I've been told stuff like this more than I've tried re-installing the game. I've tried reinstalling the launcher and nothing. Thanks anyway.


----------



## JackMorgz (Feb 20, 2009)

Cdx said:


> Hello JackMorgz,
> 
> In addition to Alimadari's post, I also suggest using RevoUninstaller to reinstall World of Warcraft...


I have uninstalled World of Warcraft, how to I reinstall it with RevoUninstall or is automatic etc.?


----------



## Zerdus (Sep 6, 2009)

You have to uninstall it with Revo, and then reinstall it normally.


----------



## Cdx (Jan 23, 2009)

Hello again,

Run RevoUninstaller, it will give you a list, select World of Warcraft from the list, right click World of Warcraft, and select Uninstall.

It will then uninstall the game, and also remove its folders and registry components.


----------



## JackMorgz (Feb 20, 2009)

I have tried using RevoUnistaller and unfortunetly the launcher continues to display an error.

A side note: After installing the game the launcher appears (without any errors) but after it updates to this 'new launcher' I can no longer use the launcher. (I can't stop the launcher from updating to the new one).


----------



## Zerdus (Sep 6, 2009)

Have you allowed all ports related to World of Warcraft?


----------



## Cdx (Jan 23, 2009)

Hello again,

As well as what alimadari suggested, try contacting blizzard via email using this website:
http://us.blizzard.com/support/article.xml?locale=en_US&articleId=21467


----------



## McNinja (Jun 22, 2008)

Hey Jack,

What is the make and model of your router. I need this tell you what ports to forward and how to do it.


----------



## JackMorgz (Feb 20, 2009)

Okay, I have a Belkin router, I think it's the 'G+ Mimo' model. I haven't tried forwarding the ports yet, hopefully it'll work. I think I know how to enter the ports and stuff so it's optional weather you tell me how to do it.
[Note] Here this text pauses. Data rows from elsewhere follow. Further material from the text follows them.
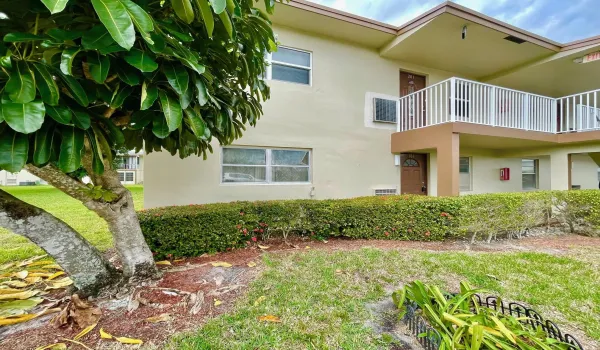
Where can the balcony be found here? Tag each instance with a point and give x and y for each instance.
(460, 100)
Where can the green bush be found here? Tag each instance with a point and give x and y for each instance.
(197, 229)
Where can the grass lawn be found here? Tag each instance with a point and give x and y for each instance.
(321, 296)
(14, 247)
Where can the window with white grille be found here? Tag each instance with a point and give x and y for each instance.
(384, 110)
(385, 191)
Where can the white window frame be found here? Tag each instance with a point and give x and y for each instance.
(268, 166)
(536, 172)
(470, 173)
(270, 62)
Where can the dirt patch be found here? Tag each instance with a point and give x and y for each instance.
(213, 290)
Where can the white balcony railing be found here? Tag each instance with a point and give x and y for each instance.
(460, 100)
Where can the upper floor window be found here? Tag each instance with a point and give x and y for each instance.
(291, 65)
(384, 110)
(530, 171)
(265, 165)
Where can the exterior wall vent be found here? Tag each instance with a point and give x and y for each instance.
(385, 191)
(514, 39)
(384, 110)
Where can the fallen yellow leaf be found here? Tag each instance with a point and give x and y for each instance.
(40, 263)
(160, 318)
(20, 296)
(105, 335)
(33, 279)
(9, 291)
(21, 274)
(60, 283)
(40, 274)
(270, 318)
(6, 321)
(56, 274)
(16, 284)
(55, 346)
(260, 300)
(78, 343)
(220, 264)
(125, 340)
(85, 331)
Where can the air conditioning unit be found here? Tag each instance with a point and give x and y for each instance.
(384, 110)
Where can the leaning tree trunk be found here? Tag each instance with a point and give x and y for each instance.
(120, 215)
(72, 252)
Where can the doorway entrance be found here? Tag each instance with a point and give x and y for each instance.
(409, 83)
(413, 175)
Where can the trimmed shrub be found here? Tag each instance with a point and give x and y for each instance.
(197, 229)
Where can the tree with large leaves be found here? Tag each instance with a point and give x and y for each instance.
(82, 79)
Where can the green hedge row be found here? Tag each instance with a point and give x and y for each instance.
(197, 229)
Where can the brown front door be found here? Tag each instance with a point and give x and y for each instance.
(410, 83)
(413, 178)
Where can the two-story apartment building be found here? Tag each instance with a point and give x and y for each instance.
(452, 102)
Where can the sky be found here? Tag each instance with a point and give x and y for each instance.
(560, 20)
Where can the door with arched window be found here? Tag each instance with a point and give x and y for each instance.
(413, 176)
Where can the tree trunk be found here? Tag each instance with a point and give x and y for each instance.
(120, 215)
(72, 252)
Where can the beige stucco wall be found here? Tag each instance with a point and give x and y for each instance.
(22, 176)
(584, 171)
(348, 158)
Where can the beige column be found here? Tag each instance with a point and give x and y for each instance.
(448, 159)
(560, 170)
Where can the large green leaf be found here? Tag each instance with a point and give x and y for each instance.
(149, 95)
(71, 145)
(46, 85)
(21, 37)
(14, 149)
(207, 17)
(81, 119)
(171, 109)
(21, 85)
(218, 5)
(24, 117)
(97, 38)
(99, 66)
(177, 76)
(141, 60)
(202, 93)
(76, 91)
(60, 114)
(120, 96)
(55, 6)
(195, 122)
(270, 6)
(64, 35)
(159, 126)
(127, 74)
(224, 16)
(113, 14)
(141, 19)
(42, 146)
(66, 60)
(183, 9)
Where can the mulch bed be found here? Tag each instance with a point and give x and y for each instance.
(171, 294)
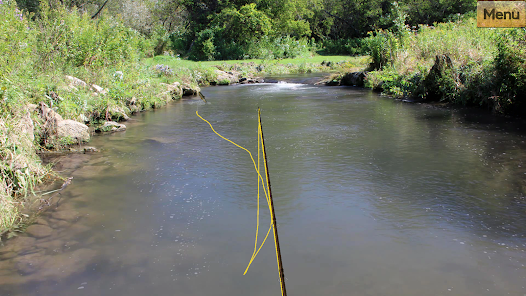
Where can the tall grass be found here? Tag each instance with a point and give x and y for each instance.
(486, 64)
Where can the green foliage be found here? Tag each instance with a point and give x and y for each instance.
(352, 47)
(383, 47)
(204, 48)
(510, 67)
(69, 38)
(16, 40)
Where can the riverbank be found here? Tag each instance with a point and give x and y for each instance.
(454, 63)
(59, 112)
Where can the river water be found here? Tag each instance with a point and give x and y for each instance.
(372, 197)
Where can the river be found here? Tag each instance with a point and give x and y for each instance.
(372, 197)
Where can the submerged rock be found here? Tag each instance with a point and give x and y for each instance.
(189, 90)
(111, 126)
(39, 230)
(65, 215)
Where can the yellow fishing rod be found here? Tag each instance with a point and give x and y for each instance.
(268, 195)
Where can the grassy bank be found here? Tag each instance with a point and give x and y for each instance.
(64, 66)
(453, 62)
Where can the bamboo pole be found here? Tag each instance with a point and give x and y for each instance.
(274, 224)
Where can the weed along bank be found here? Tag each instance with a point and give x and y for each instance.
(501, 14)
(394, 131)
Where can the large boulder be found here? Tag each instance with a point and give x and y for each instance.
(72, 129)
(441, 82)
(111, 126)
(354, 79)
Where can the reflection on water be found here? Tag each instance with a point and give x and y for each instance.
(373, 197)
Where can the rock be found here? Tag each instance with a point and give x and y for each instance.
(41, 221)
(73, 129)
(7, 255)
(48, 114)
(118, 113)
(111, 126)
(39, 231)
(441, 80)
(25, 130)
(83, 118)
(74, 81)
(354, 79)
(97, 89)
(118, 74)
(90, 149)
(32, 107)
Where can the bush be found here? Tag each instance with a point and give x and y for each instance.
(510, 67)
(382, 46)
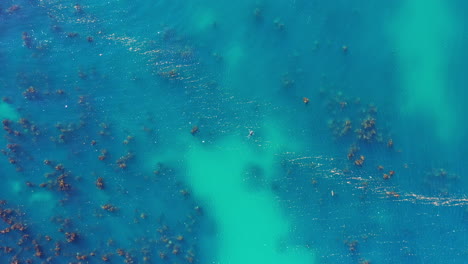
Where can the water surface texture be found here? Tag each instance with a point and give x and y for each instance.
(233, 132)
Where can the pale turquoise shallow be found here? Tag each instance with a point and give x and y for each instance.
(234, 132)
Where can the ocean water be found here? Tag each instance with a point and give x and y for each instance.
(233, 132)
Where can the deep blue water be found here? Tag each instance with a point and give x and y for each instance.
(114, 89)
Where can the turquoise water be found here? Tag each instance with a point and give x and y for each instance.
(233, 132)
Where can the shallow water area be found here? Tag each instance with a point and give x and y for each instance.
(241, 132)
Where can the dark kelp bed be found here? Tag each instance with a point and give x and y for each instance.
(233, 132)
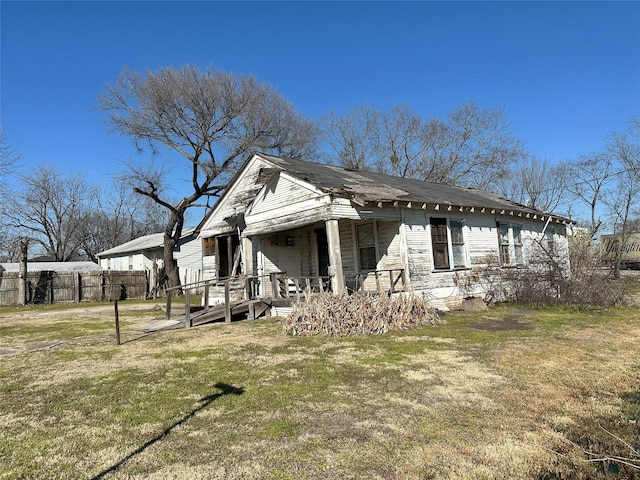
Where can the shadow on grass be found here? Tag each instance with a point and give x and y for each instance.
(204, 402)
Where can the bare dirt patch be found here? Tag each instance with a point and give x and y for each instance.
(505, 323)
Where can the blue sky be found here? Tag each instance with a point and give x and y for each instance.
(566, 73)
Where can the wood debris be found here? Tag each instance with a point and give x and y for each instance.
(358, 314)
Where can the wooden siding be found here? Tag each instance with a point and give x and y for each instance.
(281, 193)
(235, 200)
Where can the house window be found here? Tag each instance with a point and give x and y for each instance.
(510, 244)
(440, 243)
(448, 244)
(366, 246)
(457, 244)
(209, 246)
(549, 236)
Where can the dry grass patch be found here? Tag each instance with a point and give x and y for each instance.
(449, 401)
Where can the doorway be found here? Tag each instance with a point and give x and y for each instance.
(323, 252)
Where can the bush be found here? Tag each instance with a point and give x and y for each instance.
(358, 314)
(549, 279)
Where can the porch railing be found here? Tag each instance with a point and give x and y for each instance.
(283, 287)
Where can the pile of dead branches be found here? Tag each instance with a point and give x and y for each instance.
(358, 314)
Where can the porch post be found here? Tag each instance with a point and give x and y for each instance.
(247, 255)
(247, 259)
(335, 255)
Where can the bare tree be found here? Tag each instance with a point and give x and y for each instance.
(209, 119)
(118, 216)
(590, 176)
(353, 138)
(51, 208)
(625, 146)
(537, 183)
(401, 148)
(473, 147)
(623, 206)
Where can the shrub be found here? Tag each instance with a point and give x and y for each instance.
(358, 314)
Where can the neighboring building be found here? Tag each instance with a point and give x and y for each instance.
(364, 230)
(39, 266)
(143, 252)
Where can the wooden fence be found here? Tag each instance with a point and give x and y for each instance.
(76, 286)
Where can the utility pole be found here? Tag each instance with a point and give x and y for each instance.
(22, 272)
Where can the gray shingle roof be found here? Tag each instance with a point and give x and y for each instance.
(376, 187)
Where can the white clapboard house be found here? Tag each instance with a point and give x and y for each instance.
(325, 226)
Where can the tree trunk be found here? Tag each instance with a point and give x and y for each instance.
(170, 263)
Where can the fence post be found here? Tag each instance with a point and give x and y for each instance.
(169, 295)
(115, 307)
(50, 286)
(76, 286)
(187, 307)
(227, 302)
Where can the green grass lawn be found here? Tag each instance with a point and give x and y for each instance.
(507, 393)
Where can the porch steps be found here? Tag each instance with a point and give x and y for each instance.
(250, 309)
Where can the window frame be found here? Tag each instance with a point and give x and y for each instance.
(449, 243)
(511, 244)
(359, 248)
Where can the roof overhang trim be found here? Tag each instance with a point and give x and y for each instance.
(359, 201)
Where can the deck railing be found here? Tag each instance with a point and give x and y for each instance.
(253, 287)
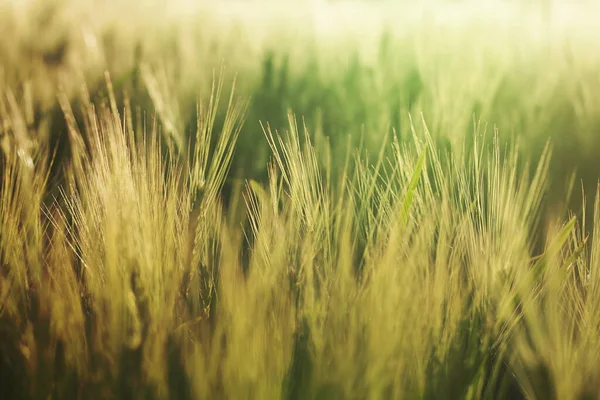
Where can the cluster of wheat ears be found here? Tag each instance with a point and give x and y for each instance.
(413, 277)
(133, 266)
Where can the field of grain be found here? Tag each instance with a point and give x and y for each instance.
(299, 199)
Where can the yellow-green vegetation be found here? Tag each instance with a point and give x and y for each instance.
(384, 203)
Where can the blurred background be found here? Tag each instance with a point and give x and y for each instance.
(350, 70)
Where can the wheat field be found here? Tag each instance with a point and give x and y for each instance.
(299, 200)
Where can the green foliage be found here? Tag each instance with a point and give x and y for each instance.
(157, 243)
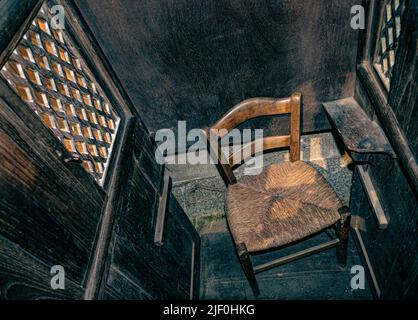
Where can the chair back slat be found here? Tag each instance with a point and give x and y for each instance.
(249, 109)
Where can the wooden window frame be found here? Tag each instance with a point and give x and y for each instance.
(95, 60)
(374, 88)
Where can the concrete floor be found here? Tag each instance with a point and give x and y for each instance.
(201, 192)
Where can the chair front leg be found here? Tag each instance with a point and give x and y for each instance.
(247, 266)
(343, 230)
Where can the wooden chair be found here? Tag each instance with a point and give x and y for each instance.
(286, 202)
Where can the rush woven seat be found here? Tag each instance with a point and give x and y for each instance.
(285, 203)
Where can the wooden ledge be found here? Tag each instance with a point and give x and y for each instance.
(360, 135)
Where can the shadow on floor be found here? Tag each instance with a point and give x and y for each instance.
(317, 277)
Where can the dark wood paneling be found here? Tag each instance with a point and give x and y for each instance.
(193, 60)
(44, 207)
(392, 250)
(120, 287)
(161, 271)
(403, 95)
(14, 15)
(24, 277)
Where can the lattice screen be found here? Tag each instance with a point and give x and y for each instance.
(49, 74)
(390, 31)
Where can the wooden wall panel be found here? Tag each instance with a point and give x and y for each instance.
(150, 271)
(43, 204)
(193, 60)
(25, 277)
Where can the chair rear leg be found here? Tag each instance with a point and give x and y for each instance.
(343, 230)
(247, 266)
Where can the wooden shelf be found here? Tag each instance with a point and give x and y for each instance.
(361, 136)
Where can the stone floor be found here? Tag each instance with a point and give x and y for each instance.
(201, 192)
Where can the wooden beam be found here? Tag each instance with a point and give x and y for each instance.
(295, 103)
(373, 198)
(97, 266)
(389, 122)
(162, 209)
(298, 255)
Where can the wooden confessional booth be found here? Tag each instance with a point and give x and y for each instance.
(88, 212)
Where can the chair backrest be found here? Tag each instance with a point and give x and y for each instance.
(254, 108)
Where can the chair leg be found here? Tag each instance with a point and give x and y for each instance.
(343, 230)
(247, 266)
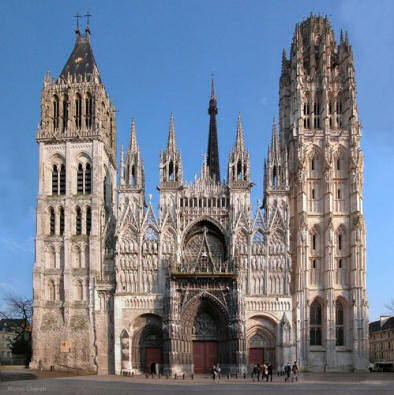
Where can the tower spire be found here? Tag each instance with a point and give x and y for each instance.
(213, 151)
(239, 143)
(133, 145)
(171, 144)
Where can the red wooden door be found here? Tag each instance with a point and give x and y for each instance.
(205, 355)
(256, 355)
(153, 354)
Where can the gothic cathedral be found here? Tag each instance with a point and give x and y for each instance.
(207, 279)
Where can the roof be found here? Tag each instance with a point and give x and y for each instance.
(81, 60)
(375, 325)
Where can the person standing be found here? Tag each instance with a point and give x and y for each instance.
(287, 371)
(269, 369)
(294, 369)
(254, 372)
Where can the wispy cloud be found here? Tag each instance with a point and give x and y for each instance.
(12, 244)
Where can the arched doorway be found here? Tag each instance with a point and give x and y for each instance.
(205, 340)
(205, 325)
(125, 350)
(261, 344)
(147, 343)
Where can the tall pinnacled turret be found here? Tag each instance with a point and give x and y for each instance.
(78, 189)
(275, 167)
(213, 150)
(319, 121)
(134, 167)
(239, 160)
(170, 161)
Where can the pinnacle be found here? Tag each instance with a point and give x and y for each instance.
(274, 139)
(239, 143)
(171, 145)
(133, 145)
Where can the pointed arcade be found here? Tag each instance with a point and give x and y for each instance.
(239, 142)
(171, 144)
(213, 150)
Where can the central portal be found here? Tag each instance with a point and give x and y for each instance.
(205, 347)
(205, 355)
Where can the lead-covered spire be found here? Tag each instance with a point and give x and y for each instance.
(134, 176)
(213, 150)
(239, 161)
(170, 160)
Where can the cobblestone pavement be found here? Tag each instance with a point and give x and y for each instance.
(310, 384)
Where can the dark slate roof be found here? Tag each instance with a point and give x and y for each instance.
(375, 325)
(81, 60)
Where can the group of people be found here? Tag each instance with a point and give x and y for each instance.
(262, 371)
(291, 371)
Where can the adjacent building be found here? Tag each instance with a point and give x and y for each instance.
(208, 278)
(381, 342)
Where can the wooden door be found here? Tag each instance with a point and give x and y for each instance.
(152, 354)
(205, 355)
(256, 355)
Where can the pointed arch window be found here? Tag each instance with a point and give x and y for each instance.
(79, 290)
(78, 221)
(55, 112)
(80, 179)
(65, 112)
(275, 177)
(315, 324)
(314, 241)
(51, 290)
(62, 181)
(61, 221)
(171, 173)
(132, 176)
(339, 324)
(88, 179)
(78, 111)
(89, 111)
(88, 220)
(239, 170)
(52, 221)
(55, 180)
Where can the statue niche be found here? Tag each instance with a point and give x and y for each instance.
(204, 327)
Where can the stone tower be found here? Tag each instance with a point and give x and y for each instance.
(208, 279)
(73, 270)
(321, 131)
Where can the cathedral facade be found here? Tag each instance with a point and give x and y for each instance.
(208, 278)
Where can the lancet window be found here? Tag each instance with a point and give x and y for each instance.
(315, 324)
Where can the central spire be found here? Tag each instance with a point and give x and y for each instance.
(213, 151)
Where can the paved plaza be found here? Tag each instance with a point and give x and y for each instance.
(327, 384)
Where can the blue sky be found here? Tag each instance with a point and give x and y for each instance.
(156, 57)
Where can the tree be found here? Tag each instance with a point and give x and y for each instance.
(390, 306)
(19, 311)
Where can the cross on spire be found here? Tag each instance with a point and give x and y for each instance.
(77, 18)
(87, 16)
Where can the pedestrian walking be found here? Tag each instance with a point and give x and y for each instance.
(287, 371)
(254, 372)
(294, 369)
(269, 369)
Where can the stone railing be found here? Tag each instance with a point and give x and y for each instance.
(215, 267)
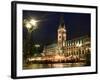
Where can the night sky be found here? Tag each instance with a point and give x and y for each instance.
(77, 25)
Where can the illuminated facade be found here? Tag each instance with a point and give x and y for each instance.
(78, 46)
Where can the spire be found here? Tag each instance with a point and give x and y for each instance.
(62, 21)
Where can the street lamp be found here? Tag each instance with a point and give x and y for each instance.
(31, 25)
(79, 46)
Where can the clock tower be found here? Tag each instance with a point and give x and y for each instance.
(61, 34)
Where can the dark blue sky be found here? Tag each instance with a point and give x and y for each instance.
(77, 25)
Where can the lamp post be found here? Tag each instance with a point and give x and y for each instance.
(79, 48)
(31, 25)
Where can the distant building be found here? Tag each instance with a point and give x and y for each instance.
(78, 46)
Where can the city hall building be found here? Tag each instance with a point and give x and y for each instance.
(78, 46)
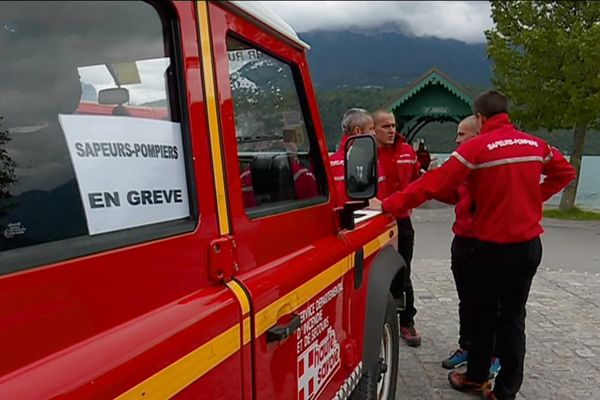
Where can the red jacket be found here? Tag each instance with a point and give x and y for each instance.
(400, 167)
(336, 162)
(503, 168)
(464, 223)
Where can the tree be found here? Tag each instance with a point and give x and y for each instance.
(546, 58)
(7, 169)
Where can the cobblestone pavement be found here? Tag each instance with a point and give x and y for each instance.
(563, 336)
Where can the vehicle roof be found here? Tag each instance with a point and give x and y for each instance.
(265, 15)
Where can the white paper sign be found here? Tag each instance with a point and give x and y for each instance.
(130, 171)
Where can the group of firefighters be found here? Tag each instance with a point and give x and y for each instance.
(498, 178)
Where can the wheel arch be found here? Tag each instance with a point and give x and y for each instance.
(387, 268)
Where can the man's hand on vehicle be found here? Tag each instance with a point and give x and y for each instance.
(375, 204)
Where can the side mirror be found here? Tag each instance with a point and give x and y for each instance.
(113, 96)
(360, 172)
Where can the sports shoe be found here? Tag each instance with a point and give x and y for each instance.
(459, 381)
(495, 367)
(456, 359)
(411, 336)
(488, 394)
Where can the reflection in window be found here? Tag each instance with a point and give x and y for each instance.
(278, 161)
(94, 58)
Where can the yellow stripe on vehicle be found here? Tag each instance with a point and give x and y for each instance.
(171, 380)
(247, 331)
(213, 119)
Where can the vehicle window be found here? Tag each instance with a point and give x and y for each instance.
(90, 137)
(279, 159)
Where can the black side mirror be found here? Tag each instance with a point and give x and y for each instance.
(361, 167)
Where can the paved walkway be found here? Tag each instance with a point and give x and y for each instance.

I just need to know the port numbers.


----------



## Cdx (Jan 23, 2009)

I opened 6112 for starcraft, to host games, and after that my launcher started loading, so i would try that port.


----------



## JackMorgz (Feb 20, 2009)

I've tried enabling ports and everything - but it still fails. 

I doubt it's port-problems since I never need to open ports for my other games and when I was playing WoW before it screwed up, but what do I have to put for private IP? (I can't enter 0) I've just tried entering 1. 

Any other suggestions? :C


----------



## Cdx (Jan 23, 2009)

try 6 i've used it and it worked


----------



## JackMorgz (Feb 20, 2009)

Sadly, it aint the ports, I wonder why...I only hope this Forum doesn't run out of ideas as to why my WoW is gay. :S


----------



## JackMorgz (Feb 20, 2009)

BUMP

Anyone got any answers?


----------



## Zerdus (Sep 6, 2009)

Can you open the game using the WoW.exe file? Go to the World of Warcraft directory and double click WoW.exe. This will open the game, not the launcher. However, when you try to login, it will automatically exit the game and download + install any required updates. You may be able to start the launcher after you finish installing all the updates, but if not, you can play using WoW.exe.


----------



## JackMorgz (Feb 20, 2009)

I've tried using WoW.exe but it doesn't work. When I go to restart & update, I cannot update for some reason (I recon the background downloader thing has the same issues as the Launcher. :C)

I have a picture of my launcher before the update to show It's not my PC or anything. I'll upload soon.


----------